Polytechnische Bildung als emanzipatorisches Bildungsprojekt

Sapere aude – Habe den Mut dich deines eigenen Verstandes zu bedienen. So lautete der Leitspruch der Aufklärung und somit auch des Bürgertums, dessen Ziel es war gesellschaftlich mündige Individuen zu schaffen, die in der Lage sind gemeinsam die Gesellschaft auf den Boden der Vernunft zu stellen. Um diese Ideen der feudalen Willkürherrschaft als wirkliche Macht entgegenzusetzen, war es nötig, dass sich die autonomen Subjekte selbst dem, wie Gernot Koneffke es nennt, „Gesetz der Befreiung“ zu unterwerfen. Im Kapitalismus hat sich dieses Gesetz jedoch ins Wertgesetz verkehrt. Die allseitige Entwicklung der Fähigkeiten, Voraussetzung für die Autonomie des Subjekts, scheint nicht verwirklicht werden zu können in arbeitsteiligen Produktionsverhältnissen, die immer höherer Spezialisierung bedürfen. Die im Kapitalismus laut Marx und Engels angelegten Zwangsgesetze der Konkurrenz setzten sich ohne und gegen die Produzenten durch, das Subjekt hat also kaum Handlungsspielräume.

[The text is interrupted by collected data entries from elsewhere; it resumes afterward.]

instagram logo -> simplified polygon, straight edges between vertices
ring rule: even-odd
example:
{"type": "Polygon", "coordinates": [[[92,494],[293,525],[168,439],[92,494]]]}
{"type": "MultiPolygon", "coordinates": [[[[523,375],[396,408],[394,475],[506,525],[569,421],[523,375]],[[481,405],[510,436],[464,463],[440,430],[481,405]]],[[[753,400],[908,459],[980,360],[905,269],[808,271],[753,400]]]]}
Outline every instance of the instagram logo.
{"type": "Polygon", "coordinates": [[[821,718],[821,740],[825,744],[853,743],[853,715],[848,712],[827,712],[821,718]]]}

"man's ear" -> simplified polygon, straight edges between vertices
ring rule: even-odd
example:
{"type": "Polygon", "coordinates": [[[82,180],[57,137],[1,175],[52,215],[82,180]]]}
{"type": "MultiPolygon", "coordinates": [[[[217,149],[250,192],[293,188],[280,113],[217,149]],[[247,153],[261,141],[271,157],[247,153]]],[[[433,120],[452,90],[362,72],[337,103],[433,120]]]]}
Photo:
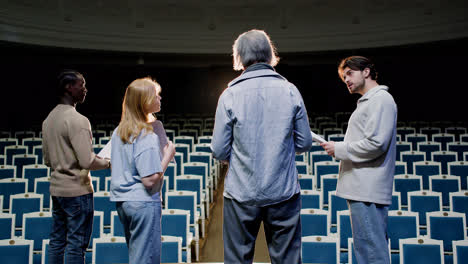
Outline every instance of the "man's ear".
{"type": "Polygon", "coordinates": [[[70,92],[71,89],[71,83],[65,85],[65,91],[70,92]]]}
{"type": "Polygon", "coordinates": [[[370,69],[369,68],[365,68],[362,73],[364,73],[364,78],[367,78],[370,76],[370,69]]]}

Im Rahmen dieses Tutoriums wollen wir uns der Frage widmen, inwiefern sich unter diesen Bedingungen Polytechnik, die außer der allseitigen Entwicklung der Fähigkeiten auch noch die Einübung der Theorie in der Praxis vorsieht, als emanzipatorisches Bildungswerkzeug denken ließe, welches über die Einseitigkeit bestehender Arbeitsverhältnisse, die Trennung von körperlicher und geistiger Tätigkeit und den in den Produktionsverhältnissen angelegten Widerspruch zwischen gesellschaftlicher Produktion und privater Aneignung hinausweist.

Dazu wollen wir uns auch selbst praktisch weiterbilden, indem wir unter anderem Fabrikführungen und Technikmuseen besuchen alte Polytechnik Schulbücher aus der DDR analysieren und auch selbst Ideen zur Umsetzung polytechnischer Bildungskonzepte sammeln. Das Tutorium richtet sich daher ausdrücklich an die Studierenden aller Fachbereiche, da es auch darum geht innerhalb der Universität einen Austausch zu ermöglichen, der die Einseitigkeit der universitären Bildung hinter sich lässt.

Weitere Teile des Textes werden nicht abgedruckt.